Here are 3 best practices to overcome these issues and help you implement your PDM strategy more effectively.

1. Define your data needs

At the outset, map out the various inputs you need throughout the product lifecycle. This can include feedback from users when you conduct tests during the product development process, to ongoing usage and engagement metrics, to customer support tickets.

Then, outline where all this data lives and create a data integration strategy to bring it all together. 

💡 Pro tip: Contentsquare’s Smart Capture provides a complete retroactive dataset automatically—no complicated tagging or setup necessarily. Capture data you didn’t know you needed and have all the information at the ready  for in-depth insights, even as goals change.

I often hear B2B companies neglecting product analytics in their solutions. I think this is a mistake because if you don't have the right data, you won't make the right decisions. A solution like Smart Capture helps you avoid these mistakes and make the right decisions. This is definitely something that shouldn't be overlooked because these are mistakes that can potentially be very costly for the business.

Sarah Lacroix
Global Head of Product Design, Criteo

2. Streamline processes with automation

Manually wrangling and updating data is a recipe for disaster, leading to human errors, gaps in coverage, and other mistakes that threaten the integrity of your data. 
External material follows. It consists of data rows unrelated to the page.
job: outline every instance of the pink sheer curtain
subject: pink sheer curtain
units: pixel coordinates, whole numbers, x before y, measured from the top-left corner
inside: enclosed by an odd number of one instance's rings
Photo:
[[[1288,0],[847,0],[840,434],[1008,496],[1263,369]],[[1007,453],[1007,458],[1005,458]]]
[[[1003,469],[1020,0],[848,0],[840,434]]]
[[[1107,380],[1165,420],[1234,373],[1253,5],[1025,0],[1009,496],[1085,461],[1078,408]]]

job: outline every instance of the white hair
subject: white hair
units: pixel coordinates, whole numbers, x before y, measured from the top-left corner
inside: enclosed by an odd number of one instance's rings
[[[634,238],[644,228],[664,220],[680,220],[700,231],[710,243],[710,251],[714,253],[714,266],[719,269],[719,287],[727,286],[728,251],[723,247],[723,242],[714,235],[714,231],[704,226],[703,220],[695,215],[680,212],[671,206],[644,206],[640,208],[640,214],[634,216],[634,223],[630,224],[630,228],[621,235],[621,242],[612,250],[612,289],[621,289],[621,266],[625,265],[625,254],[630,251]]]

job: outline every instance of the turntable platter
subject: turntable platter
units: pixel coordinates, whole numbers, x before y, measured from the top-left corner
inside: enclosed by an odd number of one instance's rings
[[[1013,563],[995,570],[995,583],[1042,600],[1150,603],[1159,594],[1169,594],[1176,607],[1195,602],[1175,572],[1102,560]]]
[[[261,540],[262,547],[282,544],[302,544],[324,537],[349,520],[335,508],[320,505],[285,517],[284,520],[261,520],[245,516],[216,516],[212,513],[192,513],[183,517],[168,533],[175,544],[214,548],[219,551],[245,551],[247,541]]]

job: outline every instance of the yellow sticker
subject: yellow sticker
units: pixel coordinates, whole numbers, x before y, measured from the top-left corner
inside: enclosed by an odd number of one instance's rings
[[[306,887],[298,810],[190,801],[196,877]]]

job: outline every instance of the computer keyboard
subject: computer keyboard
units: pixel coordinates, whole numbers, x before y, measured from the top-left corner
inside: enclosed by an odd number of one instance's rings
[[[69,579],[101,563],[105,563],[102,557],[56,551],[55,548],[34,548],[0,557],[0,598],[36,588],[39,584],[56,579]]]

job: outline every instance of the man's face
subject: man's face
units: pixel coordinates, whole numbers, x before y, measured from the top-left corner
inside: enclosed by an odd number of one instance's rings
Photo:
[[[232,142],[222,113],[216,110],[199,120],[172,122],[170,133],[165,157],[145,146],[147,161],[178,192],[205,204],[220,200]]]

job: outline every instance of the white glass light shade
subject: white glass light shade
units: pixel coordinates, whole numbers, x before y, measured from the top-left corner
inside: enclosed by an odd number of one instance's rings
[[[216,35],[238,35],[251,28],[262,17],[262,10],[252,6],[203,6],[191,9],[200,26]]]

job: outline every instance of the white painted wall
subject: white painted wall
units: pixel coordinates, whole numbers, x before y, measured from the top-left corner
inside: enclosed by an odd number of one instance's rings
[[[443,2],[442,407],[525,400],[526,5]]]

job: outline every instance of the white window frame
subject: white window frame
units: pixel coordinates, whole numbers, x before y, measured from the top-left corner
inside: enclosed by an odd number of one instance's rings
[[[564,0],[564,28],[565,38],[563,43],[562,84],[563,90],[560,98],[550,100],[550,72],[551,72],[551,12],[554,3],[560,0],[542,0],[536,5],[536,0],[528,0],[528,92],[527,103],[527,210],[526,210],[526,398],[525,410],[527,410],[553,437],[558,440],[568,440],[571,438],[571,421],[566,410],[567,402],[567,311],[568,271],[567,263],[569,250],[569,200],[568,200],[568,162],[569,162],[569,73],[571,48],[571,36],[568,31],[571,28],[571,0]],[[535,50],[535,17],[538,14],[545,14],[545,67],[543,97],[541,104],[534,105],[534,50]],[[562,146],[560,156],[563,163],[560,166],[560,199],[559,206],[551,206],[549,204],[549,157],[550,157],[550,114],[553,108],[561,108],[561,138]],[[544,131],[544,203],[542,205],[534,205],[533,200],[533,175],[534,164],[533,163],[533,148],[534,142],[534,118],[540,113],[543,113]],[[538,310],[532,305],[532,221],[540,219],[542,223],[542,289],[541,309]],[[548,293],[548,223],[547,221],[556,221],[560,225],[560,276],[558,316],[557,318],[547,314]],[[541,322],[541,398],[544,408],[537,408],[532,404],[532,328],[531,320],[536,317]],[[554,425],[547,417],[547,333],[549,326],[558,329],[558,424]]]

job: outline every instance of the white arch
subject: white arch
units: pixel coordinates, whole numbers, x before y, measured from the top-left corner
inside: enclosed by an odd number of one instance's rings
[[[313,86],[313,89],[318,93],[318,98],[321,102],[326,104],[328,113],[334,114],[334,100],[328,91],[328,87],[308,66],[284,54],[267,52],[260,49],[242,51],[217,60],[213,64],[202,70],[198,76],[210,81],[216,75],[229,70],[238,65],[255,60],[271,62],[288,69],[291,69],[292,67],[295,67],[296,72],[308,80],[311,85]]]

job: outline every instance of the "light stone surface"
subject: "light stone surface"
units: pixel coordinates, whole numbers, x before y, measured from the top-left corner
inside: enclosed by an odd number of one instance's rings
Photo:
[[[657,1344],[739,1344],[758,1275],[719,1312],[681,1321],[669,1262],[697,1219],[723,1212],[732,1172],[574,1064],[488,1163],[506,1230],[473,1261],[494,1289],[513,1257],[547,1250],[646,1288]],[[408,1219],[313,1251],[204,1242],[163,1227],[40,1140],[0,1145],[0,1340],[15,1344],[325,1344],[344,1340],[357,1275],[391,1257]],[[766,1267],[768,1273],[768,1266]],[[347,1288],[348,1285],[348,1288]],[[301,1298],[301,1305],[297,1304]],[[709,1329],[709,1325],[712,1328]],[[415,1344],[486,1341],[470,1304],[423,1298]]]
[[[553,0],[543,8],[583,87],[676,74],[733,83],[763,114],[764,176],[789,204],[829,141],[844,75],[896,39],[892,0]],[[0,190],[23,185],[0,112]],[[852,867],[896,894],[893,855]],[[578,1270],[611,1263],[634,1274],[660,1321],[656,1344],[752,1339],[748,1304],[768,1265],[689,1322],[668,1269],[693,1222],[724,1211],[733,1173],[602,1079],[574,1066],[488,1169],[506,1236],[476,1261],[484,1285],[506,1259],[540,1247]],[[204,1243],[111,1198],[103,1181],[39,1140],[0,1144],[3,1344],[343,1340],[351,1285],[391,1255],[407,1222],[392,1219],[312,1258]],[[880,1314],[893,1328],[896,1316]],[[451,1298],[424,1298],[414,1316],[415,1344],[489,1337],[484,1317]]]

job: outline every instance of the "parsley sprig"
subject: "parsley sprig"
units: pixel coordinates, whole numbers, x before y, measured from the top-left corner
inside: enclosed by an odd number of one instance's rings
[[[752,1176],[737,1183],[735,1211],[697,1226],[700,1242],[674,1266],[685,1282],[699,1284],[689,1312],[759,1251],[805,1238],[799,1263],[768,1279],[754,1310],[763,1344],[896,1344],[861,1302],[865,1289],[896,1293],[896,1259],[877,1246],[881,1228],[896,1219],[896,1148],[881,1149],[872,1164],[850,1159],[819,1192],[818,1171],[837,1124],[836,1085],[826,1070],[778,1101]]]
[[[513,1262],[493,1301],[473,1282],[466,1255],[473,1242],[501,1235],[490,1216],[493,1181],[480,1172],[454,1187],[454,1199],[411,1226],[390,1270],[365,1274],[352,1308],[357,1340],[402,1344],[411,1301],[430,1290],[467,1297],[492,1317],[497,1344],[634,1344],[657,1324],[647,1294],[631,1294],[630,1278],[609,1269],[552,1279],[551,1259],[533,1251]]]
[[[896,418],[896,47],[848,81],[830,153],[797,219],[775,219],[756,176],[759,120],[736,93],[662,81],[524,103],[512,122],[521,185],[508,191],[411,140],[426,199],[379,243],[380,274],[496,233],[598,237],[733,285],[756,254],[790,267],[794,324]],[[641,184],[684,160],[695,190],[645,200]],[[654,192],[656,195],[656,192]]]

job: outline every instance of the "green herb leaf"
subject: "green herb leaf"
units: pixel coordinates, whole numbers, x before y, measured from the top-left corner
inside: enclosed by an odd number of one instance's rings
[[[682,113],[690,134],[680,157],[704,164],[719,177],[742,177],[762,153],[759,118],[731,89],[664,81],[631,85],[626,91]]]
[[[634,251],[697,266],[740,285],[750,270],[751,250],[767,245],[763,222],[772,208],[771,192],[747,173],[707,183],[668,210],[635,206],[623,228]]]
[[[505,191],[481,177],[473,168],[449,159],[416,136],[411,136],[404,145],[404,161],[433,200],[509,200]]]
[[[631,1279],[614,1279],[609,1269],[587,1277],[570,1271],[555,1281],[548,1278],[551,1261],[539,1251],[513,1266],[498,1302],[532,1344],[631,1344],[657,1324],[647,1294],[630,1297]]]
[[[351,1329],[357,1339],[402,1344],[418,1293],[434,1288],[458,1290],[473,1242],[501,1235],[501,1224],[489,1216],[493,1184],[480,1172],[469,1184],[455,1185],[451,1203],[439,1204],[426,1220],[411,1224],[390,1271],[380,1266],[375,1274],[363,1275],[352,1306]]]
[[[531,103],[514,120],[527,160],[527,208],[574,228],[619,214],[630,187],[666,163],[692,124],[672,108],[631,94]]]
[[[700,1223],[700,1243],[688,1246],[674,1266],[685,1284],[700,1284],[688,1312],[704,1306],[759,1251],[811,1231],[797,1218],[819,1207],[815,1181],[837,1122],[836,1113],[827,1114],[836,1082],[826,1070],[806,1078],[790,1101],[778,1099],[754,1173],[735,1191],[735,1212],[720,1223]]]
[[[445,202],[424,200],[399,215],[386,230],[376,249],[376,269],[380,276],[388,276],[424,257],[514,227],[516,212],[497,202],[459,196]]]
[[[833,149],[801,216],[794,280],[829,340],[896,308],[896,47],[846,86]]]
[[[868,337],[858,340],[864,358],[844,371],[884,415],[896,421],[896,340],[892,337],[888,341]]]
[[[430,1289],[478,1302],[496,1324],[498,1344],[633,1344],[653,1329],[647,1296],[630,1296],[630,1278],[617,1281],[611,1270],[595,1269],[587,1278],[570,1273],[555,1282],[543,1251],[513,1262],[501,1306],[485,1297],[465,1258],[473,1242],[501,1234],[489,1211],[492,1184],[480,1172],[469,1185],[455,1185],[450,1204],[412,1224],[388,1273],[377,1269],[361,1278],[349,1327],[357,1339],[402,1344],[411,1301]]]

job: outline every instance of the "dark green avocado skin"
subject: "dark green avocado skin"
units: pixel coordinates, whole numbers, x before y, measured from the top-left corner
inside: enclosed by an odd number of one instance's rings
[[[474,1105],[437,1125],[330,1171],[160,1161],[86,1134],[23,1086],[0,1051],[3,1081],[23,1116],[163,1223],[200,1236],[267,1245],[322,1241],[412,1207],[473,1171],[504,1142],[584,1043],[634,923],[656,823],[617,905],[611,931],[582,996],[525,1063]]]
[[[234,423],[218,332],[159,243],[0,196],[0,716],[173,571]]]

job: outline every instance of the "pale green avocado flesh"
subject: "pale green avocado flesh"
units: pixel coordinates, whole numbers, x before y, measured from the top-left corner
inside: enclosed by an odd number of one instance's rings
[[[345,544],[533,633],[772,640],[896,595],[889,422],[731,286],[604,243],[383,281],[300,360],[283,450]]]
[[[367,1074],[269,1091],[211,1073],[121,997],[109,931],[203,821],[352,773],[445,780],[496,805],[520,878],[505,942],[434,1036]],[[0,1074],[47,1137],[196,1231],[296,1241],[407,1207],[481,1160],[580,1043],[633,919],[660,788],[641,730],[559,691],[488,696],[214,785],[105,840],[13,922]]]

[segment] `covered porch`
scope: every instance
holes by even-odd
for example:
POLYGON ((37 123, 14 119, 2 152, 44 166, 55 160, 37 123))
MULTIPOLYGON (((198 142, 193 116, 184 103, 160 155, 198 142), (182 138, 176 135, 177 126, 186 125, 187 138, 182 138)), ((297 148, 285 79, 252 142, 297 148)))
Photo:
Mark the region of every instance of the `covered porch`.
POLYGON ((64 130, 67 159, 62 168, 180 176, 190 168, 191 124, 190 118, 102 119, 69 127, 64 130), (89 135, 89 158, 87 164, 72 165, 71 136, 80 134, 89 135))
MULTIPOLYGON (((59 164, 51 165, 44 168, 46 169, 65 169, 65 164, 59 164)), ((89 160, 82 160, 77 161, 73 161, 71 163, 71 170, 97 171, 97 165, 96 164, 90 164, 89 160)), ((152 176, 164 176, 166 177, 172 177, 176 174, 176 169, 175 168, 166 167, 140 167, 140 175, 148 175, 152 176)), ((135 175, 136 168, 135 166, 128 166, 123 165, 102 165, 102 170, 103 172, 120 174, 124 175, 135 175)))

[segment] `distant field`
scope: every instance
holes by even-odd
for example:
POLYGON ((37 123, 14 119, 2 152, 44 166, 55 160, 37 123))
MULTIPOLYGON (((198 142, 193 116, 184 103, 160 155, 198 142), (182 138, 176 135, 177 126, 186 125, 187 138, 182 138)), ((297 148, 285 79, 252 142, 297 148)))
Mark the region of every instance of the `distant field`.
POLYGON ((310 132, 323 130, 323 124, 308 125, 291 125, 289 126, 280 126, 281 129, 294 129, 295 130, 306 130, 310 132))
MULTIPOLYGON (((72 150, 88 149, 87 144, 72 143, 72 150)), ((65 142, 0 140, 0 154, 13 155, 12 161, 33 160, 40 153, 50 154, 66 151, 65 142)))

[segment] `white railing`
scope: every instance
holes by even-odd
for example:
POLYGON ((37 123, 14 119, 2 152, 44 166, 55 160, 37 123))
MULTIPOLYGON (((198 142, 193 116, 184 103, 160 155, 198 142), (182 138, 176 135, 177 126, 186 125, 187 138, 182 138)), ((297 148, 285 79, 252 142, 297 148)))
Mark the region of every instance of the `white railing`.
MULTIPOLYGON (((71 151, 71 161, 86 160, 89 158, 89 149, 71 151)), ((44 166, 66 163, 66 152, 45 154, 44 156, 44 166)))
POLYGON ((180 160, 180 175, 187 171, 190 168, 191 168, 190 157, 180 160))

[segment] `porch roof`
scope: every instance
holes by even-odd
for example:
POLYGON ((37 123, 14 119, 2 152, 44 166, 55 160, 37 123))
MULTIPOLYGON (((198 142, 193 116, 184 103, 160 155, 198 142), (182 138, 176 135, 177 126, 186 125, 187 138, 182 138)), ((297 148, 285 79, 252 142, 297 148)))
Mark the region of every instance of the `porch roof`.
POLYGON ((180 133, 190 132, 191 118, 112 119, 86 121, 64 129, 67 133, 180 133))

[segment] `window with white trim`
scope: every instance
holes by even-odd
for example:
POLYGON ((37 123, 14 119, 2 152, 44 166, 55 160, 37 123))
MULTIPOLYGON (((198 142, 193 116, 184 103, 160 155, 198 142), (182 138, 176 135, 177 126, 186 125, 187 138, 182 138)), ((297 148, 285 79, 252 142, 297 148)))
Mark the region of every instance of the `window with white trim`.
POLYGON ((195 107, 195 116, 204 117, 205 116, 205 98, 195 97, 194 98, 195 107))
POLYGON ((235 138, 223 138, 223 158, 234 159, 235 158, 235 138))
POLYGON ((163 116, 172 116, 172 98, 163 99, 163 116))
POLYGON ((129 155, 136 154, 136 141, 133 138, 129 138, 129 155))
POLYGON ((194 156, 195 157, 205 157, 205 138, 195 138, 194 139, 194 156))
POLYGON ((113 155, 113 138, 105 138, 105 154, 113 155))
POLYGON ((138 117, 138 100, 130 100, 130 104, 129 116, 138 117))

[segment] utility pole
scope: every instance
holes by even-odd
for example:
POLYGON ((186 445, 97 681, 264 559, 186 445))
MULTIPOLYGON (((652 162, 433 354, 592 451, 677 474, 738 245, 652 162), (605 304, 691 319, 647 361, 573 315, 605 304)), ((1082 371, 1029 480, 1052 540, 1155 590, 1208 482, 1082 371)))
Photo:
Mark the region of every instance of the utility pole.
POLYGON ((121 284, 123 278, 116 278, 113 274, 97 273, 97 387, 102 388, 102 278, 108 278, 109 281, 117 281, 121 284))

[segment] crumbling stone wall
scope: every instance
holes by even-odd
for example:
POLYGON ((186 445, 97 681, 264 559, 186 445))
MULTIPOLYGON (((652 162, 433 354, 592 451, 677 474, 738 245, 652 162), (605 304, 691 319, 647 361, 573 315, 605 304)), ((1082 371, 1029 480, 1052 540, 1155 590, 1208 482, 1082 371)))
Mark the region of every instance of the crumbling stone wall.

Optimize your workflows by using automation to improve data processing. AI and automation handle time-consuming tasks like deduplication, validation, and standardization, enforcing best practices and improving data quality without draining your team’s time or requiring analyst expertise.

3. Empower everybody to access and use product data

To scale your product data management across the organization, democratize your data. Enable everyone—from analysts to non-technical teams like marketing, customer success, and sales—to access, analyze, and make informed decisions based on product data so they can enhance marketing campaigns, prioritize UX changes, and empathize with users.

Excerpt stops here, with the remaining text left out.